Backup System Failure Recovery
If the backup system fails, a procedure similar to the one described for the main system recovery must be applied. The only difference is that the users are never stopped. Essentially, a full save is taken out of the main machine, restored on the backup machines, then all the updates applied to the backup machines. The only impact on normal operations are a higher system load due to the file save, and, obviously, a higher risk, since there is no backup.
Making sure it works
This configuration is usually applied to very large data bases, and making sure everything works and that no data loss occurs is of utmost importance. Network reliability is obviously critical. The various processes (servers) involved in the communication constantly check on each others, assign numbers to the messages on the network and also make sure the transaction logging mechanism itself is operating normally by periodically writing some test data and making sure the updates are sent over.
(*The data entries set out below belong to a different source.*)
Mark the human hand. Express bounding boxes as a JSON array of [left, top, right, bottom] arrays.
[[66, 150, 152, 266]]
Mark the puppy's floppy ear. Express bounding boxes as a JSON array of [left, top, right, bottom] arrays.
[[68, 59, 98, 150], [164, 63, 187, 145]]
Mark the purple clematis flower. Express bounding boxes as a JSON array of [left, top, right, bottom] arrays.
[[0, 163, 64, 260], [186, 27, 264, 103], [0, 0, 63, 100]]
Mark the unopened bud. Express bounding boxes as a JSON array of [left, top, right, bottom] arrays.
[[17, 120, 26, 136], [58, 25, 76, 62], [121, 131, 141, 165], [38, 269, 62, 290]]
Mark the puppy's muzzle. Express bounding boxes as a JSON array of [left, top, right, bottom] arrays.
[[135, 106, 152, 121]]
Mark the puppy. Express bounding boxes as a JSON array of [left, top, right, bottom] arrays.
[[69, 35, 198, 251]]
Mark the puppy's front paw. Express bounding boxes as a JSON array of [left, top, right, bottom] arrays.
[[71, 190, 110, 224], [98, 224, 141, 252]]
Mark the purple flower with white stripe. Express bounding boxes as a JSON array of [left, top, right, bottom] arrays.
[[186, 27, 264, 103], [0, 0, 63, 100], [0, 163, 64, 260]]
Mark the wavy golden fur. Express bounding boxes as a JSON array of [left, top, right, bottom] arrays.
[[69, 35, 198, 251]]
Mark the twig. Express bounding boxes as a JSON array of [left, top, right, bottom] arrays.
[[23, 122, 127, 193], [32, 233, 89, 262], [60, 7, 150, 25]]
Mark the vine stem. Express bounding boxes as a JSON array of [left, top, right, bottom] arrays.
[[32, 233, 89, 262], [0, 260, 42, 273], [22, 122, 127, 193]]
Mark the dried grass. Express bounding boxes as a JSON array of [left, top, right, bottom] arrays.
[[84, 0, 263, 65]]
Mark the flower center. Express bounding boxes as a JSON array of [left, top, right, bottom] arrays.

The System Administrator can control the data bases by periodically running some application report, and make sure the results are identical. All network incidents, as well as unusual circumstances, are reported to a predetermined list of users, so that an incident does not stay unnoticed for a long time. The section "hot-backup, TCL", is describing the major system incidents and suggests some corrective actions.
System Setup :
To set up a 'hot backup' system, the System Administrator must do the following steps. Each operation is detailed in the section "hot-backup, TCL".
- Establish a network between the two systems. This network must support TCP/IP (eg Ethernet, Token Ring, etc...). The System Administrator must set the network names of both systems, even though only the receiver's host name is used. The hot backup connection only requires access to TCP. Other elements like NFS, FTP, etc... are not required.
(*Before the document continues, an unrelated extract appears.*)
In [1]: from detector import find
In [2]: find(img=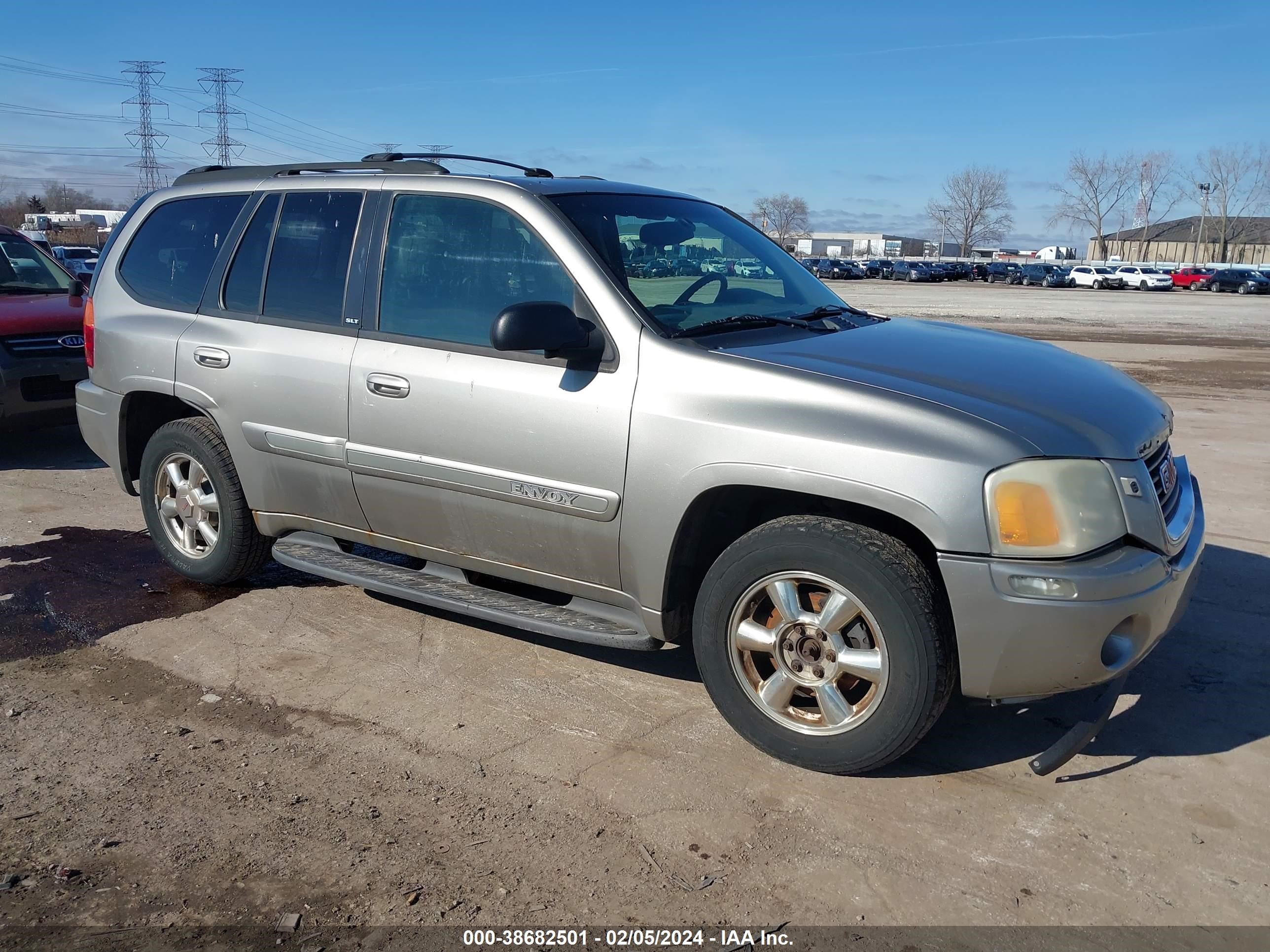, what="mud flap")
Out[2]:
[1027,672,1129,777]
- Determine a free TCP/IP port number. Use the "netstat -a" Unix command to see what is currently in use. A value like 2000 or 3000 is usually safe.
- Load the Pick data base on the main machine. This will include setting the application, the user files, etc...
- On the master system determine which files are going to be set as DL, i.e., for which updates will be sent to the backup machines. It is generally not advised to set the system so that all updates to all files be sent to the backup system. This has the side effect of also mirroring system files. It is better to exclude the 'dm' account from the transaction log. Use the "set-dptr" TCL command to do change the attributes of files and/or accounts.
- Do a save of the main machine, and restore it on the backup system. This can also be done using the network, as detailed in a Advanced Pick Reference Manual section "network save/restore, General". Else, the save/restore can be done on tape.
- Setup the servers on both systems (see the section "Server Setup" in the Advanced Pick Reference Manual documentation "hot-backup, TCL").
- Start the master and slave servers.